The US also proposed an alternative Special Political Mission which would end MINURSO’s mandate in the region. However this did not find an echo within the Security Council. The US National Security Adviser, John Bolton, has been a strong critic of MINURSO in the past.
The draft, other than reducing the timescale of MINURSO’s input in the region, contains nothing that would be hostile to Morocco.
It was expected that Russia would abstain because the wording of the operative section of the resolution excluded any reference to a need for a political solution leading to self-determination for the people of the region.
Russia had also abstained in the vote for Resolutions 2414 and 2440, both adopted in 2018, despite these resolutions having contained language pertaining to self-determination. In doing so they broke a long tradition of consensus on the issue. The likelihood that they will abstain again is high.
It seems that Russia may be joined by China, who also abstained on the previous resolutions and by South Africa who has consistently supported Polisario in the dispute.
Recent reports have stated that the US, who is the pen holder on these Western Sahara resolutions, were looking to have MINURSO monitor human rights in the area. However, this was merely a hoax. The issue of human rights has never been raised in any of the drafts circulation either to the Security Council or to the Group of Friends for Western Sahara, a body comprised of the US, UK, France, Spain and Russia.

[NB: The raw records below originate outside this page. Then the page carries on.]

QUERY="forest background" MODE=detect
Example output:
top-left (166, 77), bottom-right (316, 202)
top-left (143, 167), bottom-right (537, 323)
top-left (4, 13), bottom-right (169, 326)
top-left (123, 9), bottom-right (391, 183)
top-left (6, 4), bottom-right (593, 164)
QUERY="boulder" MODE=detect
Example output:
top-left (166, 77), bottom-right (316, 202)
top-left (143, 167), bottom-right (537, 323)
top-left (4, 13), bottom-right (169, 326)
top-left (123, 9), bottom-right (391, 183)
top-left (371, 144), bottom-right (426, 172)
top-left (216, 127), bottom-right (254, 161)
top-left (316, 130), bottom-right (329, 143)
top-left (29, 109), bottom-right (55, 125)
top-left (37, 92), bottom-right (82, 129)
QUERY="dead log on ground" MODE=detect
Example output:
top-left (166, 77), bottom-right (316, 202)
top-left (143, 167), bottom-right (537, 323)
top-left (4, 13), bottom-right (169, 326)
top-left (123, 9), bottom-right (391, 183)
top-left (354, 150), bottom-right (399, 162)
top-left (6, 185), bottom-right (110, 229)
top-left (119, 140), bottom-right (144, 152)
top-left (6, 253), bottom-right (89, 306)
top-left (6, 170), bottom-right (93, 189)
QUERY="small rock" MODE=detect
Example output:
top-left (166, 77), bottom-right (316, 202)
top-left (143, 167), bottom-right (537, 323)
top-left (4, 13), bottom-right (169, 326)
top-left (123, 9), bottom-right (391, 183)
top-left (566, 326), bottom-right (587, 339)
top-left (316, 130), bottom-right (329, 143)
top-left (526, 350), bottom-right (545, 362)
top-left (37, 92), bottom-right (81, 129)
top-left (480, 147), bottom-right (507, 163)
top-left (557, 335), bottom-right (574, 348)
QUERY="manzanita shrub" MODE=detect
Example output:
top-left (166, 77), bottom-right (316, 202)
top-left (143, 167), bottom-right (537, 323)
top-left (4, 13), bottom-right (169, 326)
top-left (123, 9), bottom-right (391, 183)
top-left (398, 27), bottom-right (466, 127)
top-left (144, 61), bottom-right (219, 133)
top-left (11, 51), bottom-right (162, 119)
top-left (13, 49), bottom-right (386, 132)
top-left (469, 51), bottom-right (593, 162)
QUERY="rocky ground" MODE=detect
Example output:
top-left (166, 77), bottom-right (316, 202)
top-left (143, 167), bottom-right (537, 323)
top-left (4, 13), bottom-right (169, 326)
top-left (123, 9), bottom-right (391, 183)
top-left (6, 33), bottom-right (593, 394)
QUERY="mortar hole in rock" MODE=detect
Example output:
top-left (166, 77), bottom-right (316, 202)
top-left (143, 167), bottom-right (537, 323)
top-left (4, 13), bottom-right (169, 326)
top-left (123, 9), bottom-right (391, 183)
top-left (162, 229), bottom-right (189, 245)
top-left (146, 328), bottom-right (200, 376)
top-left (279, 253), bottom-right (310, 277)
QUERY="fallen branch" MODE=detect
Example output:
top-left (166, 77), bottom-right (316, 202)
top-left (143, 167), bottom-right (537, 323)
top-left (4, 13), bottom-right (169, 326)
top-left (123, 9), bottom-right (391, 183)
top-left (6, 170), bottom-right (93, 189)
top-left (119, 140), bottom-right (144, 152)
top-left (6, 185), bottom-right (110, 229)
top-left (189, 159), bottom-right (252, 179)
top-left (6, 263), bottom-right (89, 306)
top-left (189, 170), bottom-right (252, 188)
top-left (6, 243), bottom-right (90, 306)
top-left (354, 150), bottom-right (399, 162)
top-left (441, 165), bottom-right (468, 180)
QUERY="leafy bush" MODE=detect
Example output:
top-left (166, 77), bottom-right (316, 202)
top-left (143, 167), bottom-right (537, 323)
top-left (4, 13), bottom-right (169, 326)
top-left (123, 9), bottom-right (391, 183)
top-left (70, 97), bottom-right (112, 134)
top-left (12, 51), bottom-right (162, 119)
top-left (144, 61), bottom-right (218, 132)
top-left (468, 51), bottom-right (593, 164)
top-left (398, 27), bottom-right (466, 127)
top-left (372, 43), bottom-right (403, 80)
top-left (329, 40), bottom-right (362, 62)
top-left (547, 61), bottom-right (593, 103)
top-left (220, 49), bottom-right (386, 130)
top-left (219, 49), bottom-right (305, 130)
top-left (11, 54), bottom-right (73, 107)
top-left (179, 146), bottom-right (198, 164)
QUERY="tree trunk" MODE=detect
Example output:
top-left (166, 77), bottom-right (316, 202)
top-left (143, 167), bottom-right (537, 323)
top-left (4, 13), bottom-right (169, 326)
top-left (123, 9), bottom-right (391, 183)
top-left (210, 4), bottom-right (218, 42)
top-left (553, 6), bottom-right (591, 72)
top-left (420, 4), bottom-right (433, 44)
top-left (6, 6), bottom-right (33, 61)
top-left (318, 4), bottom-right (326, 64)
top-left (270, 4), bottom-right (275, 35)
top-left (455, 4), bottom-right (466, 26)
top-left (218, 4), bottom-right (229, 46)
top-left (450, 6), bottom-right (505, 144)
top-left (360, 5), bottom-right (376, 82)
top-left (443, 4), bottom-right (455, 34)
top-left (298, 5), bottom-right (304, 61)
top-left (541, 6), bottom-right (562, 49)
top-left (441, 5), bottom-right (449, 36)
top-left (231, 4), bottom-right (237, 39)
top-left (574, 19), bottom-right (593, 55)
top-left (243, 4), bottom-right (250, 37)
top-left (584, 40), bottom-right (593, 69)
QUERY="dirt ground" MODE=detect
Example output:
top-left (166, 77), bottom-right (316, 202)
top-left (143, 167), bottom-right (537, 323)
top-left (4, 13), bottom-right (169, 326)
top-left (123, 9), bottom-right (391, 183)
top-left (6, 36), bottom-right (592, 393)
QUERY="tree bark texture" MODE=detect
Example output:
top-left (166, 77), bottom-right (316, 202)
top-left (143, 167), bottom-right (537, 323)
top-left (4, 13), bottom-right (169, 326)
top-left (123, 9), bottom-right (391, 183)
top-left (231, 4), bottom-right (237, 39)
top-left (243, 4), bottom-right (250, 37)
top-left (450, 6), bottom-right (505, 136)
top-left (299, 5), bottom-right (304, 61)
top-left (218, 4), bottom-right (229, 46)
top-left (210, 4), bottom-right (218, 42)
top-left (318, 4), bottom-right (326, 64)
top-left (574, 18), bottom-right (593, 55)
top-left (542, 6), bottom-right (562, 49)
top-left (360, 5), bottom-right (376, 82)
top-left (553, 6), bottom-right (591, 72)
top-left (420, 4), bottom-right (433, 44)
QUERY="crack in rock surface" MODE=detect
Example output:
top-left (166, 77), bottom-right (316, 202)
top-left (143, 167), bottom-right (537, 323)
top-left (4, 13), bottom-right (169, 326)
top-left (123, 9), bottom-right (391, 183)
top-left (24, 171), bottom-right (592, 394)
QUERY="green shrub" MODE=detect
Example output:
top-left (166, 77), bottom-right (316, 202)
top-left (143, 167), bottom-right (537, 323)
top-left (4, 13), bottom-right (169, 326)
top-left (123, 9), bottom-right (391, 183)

The UN Secretary-General Antonio Guterres gave his annual report on the crisis in Western Sahara. He called on the Polisario Front to cease violations of Morocco’s eastern defence wall. In addition, he called on their leadership to cease insisting that the meetings with MINURSO must happen in these so-called “Liberated Zones” based east of Morocco’s defence wall, stating that the meetings should be help in Rabouni, Algeria. Highlighting Polisario’s military exercises, again within the restricted zone, he pointed out the risk of creating major tensions across the region and asked that they be stopped.